The IEA believes this reduction is technically feasible, and that a significant share could be abated at no net cost to companies because methane is a saleable commodity.
However, the IEA also notes that many companies often do not take advantage of the opportunities. There is a lack of knowledge about the extent of methane emissions, the abatement technologies and a general concern that identifying methane emissions will only lead to higher compliance costs.
Moreover, the agency says “methane abatement may falter without policies that require and incentivise productive use of natural gas,” a statement difficult to reconcile with the environmentally-driven need to reduce gas use overall.
Economics versus regulatory compliance
LNG producers are increasingly focussing on GHG emissions reductions from their operations, principally through decarbonising power usage at LNG plants, for example by using electric drive motors powered by renewables for compression and by building CCS facilities, both of which target CO2 emissions.
The EU’s Methane Strategy suggests at least an equal focus on methane emissions will be necessary, which will require better developed and transparent measurement, reporting and verification (MRV) systems for individual LNG-to-power supply chains.

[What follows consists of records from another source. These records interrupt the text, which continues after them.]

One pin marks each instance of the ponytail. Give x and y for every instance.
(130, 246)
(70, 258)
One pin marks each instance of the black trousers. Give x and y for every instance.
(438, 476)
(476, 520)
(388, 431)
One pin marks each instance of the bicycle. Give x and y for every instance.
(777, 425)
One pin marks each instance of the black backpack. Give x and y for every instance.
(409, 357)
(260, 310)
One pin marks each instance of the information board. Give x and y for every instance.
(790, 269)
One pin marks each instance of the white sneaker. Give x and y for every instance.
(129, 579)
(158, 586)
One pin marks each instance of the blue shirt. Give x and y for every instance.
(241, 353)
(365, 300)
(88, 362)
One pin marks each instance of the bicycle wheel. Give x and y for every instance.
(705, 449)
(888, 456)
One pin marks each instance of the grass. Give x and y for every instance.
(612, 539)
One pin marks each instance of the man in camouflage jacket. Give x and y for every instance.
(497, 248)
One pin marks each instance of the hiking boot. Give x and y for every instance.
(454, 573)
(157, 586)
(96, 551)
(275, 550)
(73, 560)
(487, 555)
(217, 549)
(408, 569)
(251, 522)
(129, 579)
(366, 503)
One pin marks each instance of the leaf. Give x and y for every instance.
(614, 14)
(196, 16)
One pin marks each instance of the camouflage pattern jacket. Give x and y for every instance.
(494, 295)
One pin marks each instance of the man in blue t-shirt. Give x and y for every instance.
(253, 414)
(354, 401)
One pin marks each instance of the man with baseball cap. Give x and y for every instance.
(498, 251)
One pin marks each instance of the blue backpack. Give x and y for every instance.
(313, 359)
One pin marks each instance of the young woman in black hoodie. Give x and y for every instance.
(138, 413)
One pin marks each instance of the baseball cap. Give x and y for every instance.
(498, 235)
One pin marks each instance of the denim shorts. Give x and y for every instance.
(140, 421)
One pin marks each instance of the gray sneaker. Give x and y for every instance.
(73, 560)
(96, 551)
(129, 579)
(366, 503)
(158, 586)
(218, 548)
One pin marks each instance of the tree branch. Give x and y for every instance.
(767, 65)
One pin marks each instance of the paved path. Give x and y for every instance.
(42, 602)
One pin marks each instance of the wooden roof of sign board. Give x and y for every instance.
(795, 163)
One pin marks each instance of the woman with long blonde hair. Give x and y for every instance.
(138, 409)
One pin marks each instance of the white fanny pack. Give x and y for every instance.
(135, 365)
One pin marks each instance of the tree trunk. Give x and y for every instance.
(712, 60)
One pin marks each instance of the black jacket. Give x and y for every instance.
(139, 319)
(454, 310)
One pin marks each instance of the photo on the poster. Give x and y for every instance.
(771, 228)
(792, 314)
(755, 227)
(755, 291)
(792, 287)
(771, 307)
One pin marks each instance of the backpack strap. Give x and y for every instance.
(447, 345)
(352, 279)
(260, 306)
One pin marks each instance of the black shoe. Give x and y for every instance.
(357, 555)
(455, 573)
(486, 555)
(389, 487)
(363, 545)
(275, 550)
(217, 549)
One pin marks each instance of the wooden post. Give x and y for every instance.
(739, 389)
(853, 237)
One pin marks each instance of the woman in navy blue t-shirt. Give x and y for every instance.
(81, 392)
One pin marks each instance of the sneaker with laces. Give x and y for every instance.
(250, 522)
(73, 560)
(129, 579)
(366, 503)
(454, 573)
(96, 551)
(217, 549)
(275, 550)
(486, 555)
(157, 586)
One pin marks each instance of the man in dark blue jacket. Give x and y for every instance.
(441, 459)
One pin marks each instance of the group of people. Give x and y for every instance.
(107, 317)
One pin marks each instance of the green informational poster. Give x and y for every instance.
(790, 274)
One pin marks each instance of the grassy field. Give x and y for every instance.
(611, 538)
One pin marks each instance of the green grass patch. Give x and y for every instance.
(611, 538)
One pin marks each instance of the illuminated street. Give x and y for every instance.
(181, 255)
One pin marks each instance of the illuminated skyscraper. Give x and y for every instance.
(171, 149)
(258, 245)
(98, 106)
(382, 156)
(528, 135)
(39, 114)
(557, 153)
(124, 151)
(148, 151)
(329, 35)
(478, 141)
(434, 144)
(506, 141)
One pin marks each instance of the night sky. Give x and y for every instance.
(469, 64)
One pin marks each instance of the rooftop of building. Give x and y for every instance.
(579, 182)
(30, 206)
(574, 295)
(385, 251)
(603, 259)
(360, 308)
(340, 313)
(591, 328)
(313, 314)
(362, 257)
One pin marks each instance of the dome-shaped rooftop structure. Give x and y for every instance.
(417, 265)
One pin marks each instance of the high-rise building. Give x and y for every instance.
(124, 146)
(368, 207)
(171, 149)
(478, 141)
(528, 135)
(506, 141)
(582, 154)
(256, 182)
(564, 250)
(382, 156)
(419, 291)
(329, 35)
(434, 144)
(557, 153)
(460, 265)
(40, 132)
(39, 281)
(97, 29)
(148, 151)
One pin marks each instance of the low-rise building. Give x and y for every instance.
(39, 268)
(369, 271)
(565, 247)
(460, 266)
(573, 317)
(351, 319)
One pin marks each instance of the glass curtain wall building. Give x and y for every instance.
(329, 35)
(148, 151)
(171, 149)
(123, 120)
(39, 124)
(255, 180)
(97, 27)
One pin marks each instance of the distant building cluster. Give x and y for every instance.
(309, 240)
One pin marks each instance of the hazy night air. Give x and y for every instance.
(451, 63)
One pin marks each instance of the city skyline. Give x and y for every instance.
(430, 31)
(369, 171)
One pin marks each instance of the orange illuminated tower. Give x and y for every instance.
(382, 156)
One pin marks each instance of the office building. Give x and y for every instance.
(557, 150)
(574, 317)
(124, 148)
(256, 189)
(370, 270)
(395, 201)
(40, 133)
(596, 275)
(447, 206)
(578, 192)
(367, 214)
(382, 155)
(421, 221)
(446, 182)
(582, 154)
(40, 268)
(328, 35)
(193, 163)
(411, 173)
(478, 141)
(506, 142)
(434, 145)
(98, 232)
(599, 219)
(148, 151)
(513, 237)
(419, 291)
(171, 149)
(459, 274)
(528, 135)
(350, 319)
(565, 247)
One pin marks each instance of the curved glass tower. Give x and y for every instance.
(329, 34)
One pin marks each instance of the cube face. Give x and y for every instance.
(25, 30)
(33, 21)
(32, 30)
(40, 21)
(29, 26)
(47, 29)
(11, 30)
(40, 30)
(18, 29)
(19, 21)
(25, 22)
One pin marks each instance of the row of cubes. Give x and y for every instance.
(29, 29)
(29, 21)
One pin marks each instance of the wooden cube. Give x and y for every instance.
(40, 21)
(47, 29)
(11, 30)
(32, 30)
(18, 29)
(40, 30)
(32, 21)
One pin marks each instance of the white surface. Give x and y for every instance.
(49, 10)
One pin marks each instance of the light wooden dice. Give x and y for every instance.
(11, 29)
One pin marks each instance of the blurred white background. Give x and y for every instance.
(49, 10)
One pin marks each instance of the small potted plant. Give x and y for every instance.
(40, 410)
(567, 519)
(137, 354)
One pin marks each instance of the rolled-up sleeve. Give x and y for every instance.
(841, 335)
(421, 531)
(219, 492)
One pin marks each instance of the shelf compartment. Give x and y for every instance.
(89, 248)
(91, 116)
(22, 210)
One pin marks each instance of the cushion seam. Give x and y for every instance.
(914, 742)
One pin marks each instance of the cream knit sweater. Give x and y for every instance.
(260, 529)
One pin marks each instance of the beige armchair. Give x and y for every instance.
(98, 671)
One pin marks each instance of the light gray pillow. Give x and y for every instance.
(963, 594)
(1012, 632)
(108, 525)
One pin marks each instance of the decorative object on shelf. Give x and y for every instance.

This will require a change in company priorities. Methane emissions mitigation projects are generally weighed up on a financial basis – often the costs of measurement, intervention and abatement either do not cover the potential rewards or do not provide a sufficiently compelling business case to compete with other demands within the company for capital.
The EU’s Methane Strategy is in part an attempt to change the balance in company decision-making by creating disincentives for not pursuing methane emissions reductions projects – i.e. regulatory compliance becomes the main factor pushing forward projects which might otherwise not meet a company’s expected rate of return and thus a positive investment decision.